When the pumps are powered and doing their business, they have this image that looks like a needle, with three lights that move directionally to show you that the pumps are working and the medicine is moving. These relatively small machines are responsible for giving Liam all of his medication…they use the same syringe that you are used to seeing, but they have an attachment that allows the pump to give the medicine at a very precise rate and a very precise amount. The only inconvenience that these normally create is that Liam is permanently connected; and therefore they must travel everywhere with us – from a little move in the room to a trip down the hallway.

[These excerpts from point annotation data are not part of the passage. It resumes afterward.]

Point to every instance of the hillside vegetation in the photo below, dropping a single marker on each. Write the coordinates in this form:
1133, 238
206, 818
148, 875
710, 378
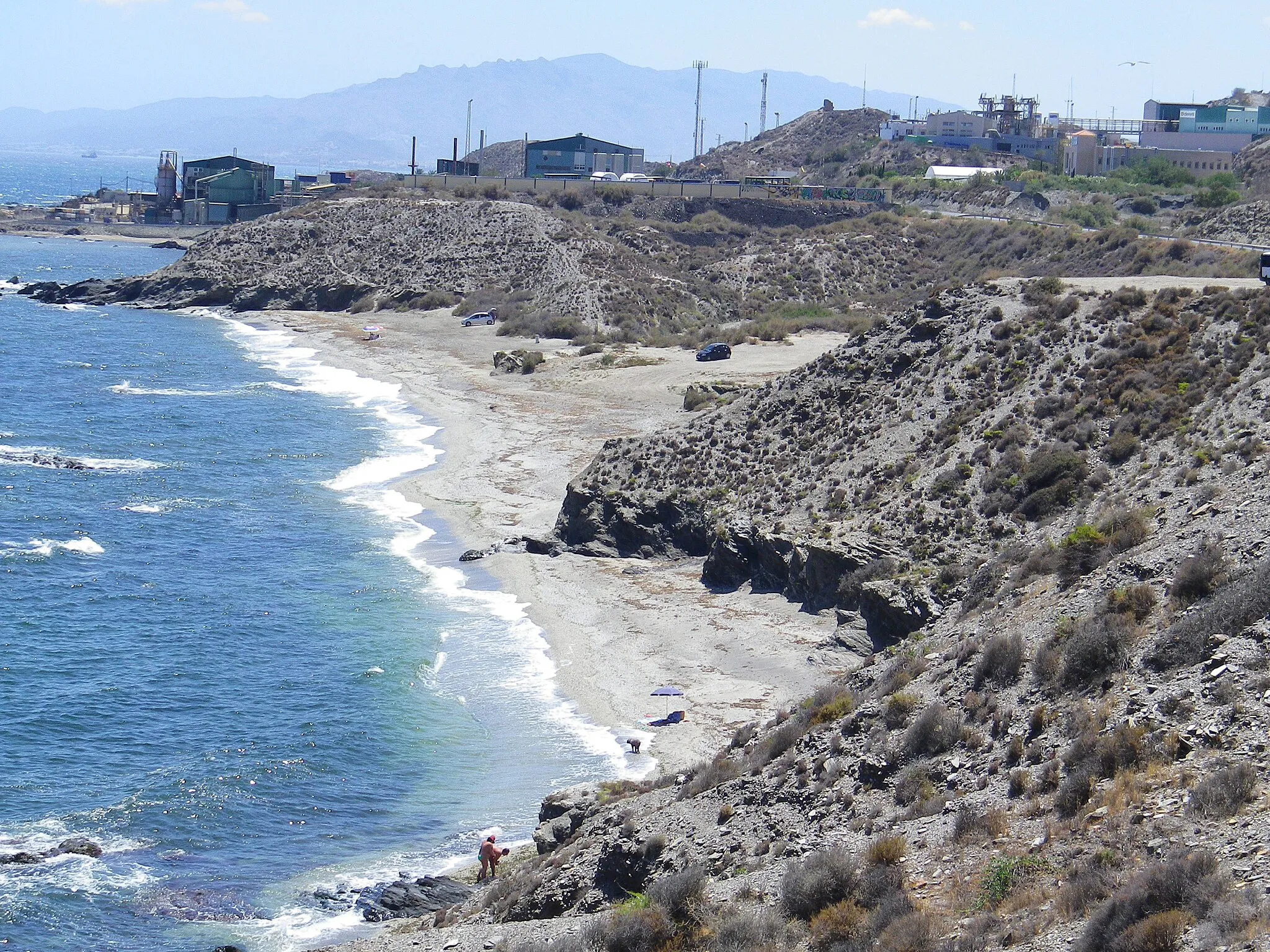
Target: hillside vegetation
1042, 519
602, 266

However, these are also the hands-down winners of the ‘Most Annoying Thing In The Room’ award. The beeping noise that they make is unmistakable and reminds us each day that machines don’t know the difference between night and day. There are three primary times that the alarms sound on these things…the first is when the medicine is near empty: it will go off two times then stop. Due to this, we have become conditioned to let the alarm sound twice to see if this is the reason (lately we can actually tell you exactly when this will go off as Liam is getting a single dose of medicine only twice a day – the rest of the time he is on a steady drip). The second example of the alarm is the next logical one after the first: when the medicine is done. In this case, the alarm sounds until someone turns it off. And finally, the other primary reason for the beeping noise is if there is pressure increasing in the line….this alarm goes off all the time and all hours of the day – but is 99% of the time a false alarm. No legit reason, no understanding for why. It just does. And I can tell you from weeks of personal experience, when the alarm sounds for either the #2 or #3 reasons (since both sound continuously until someone turns them off), the nurses are either tending to another patient or on break. They are never just sitting at the desk and readily available…take it to the bank.